Criteria Venture Tech also has the flexibility to continue supporting high-performing portfolio companies at later growth stages. This strategy enables the fund to participate in a company’s development from its earliest stages while helping founders structure larger funding rounds with global investors.

The fund’s objective is to help its portfolio companies become international leaders while strengthening Europe’s position in advanced technology development.

Criteria Venture Tech’s portfolio includes Ipronics, which develops programmable photonic chips for artificial intelligence applications, and Immfly, a digital platform used for onboard retail and entertainment services.

The portfolio also includes KD, a semiconductor company developing chips for advanced optical connectivity, and Barbara, an industrial software company focused on Internet of Things infrastructure.

By investing across deep technology, AI, semiconductor infrastructure, cybersecurity, and enterprise software, Criteria Venture Tech aims to support the development and retention of highly skilled technical talent within Europe.

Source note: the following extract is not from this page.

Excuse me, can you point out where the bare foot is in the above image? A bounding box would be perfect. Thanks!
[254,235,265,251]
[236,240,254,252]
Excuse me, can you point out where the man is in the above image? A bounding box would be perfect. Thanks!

Criteria Capital Risc’s €300 million investment plan will give the firm greater capacity to support companies through multiple stages of growth. It will also enable the investment platform to take larger positions in companies developing technologies and therapies with the potential to address major healthcare, industrial, and economic challenges.

CriteriaCaixa reported gross asset value of approximately €45 billion in 2025. Its assets are managed through four principal portfolios: its founding stake in CaixaBank, a significant investments portfolio, an alternative investments portfolio, and a liquidity portfolio.

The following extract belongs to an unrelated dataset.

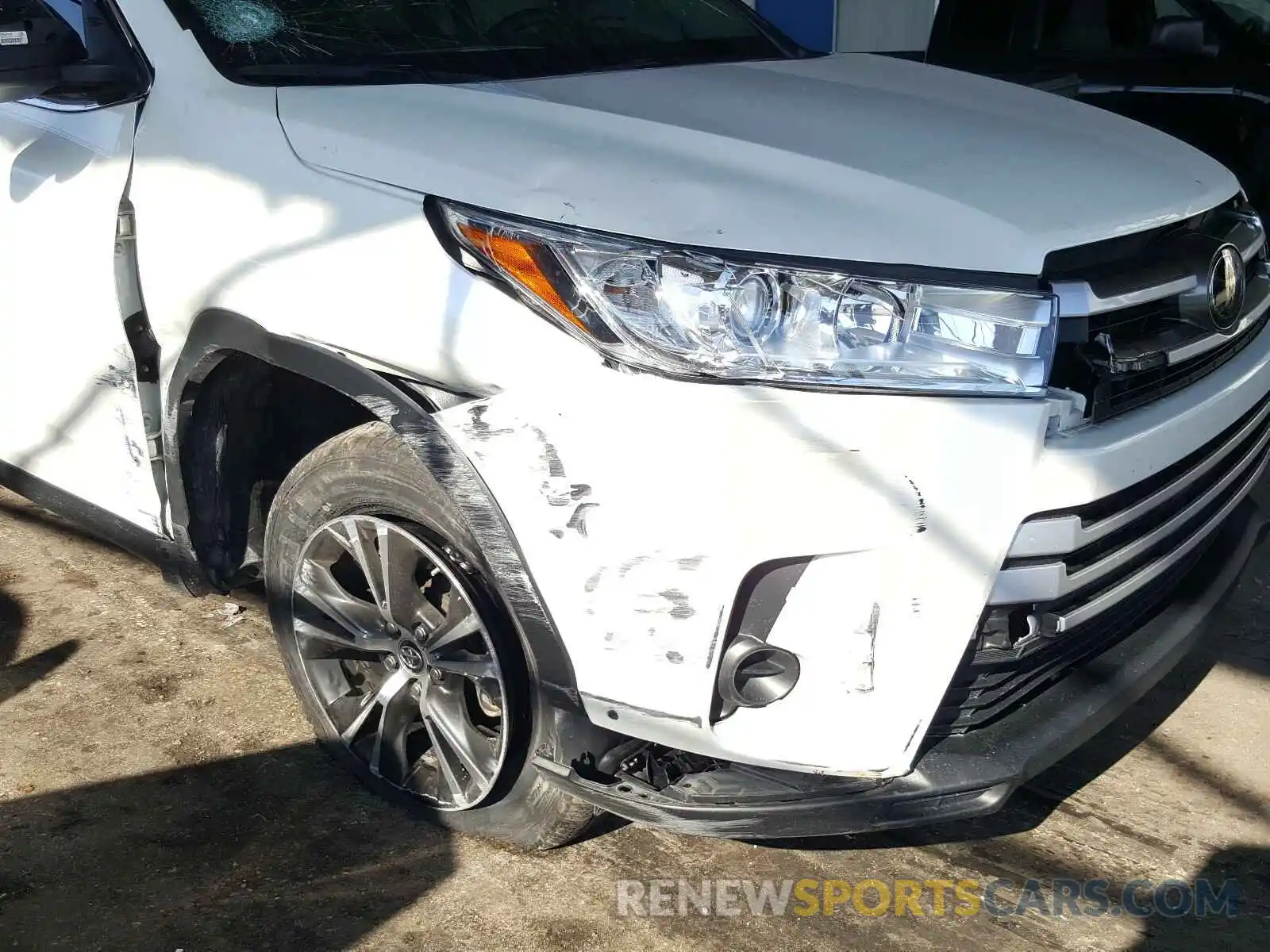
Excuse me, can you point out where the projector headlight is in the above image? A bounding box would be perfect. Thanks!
[442,203,1058,396]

The significant investments portfolio includes holdings in publicly traded companies such as Naturgy, Telefónica, ACS, and Veolia.

CriteriaCaixa serves as the investment vehicle of “la Caixa” Foundation. Its goals include generating financial resources to support the foundation’s annual budget and increasing the value of its assets through active portfolio management.

Dividends generated by CriteriaCaixa are reinvested into programs operated by “la Caixa” Foundation, including initiatives supporting vulnerable populations, scientific research, culture, education, and broader social development.

Through the Criteria Capital Risc rebrand and the planned €300 million investment program, CriteriaCaixa is expanding its role in the development of high-growth biotechnology and technology companies while strengthening its exposure to innovation-driven industries.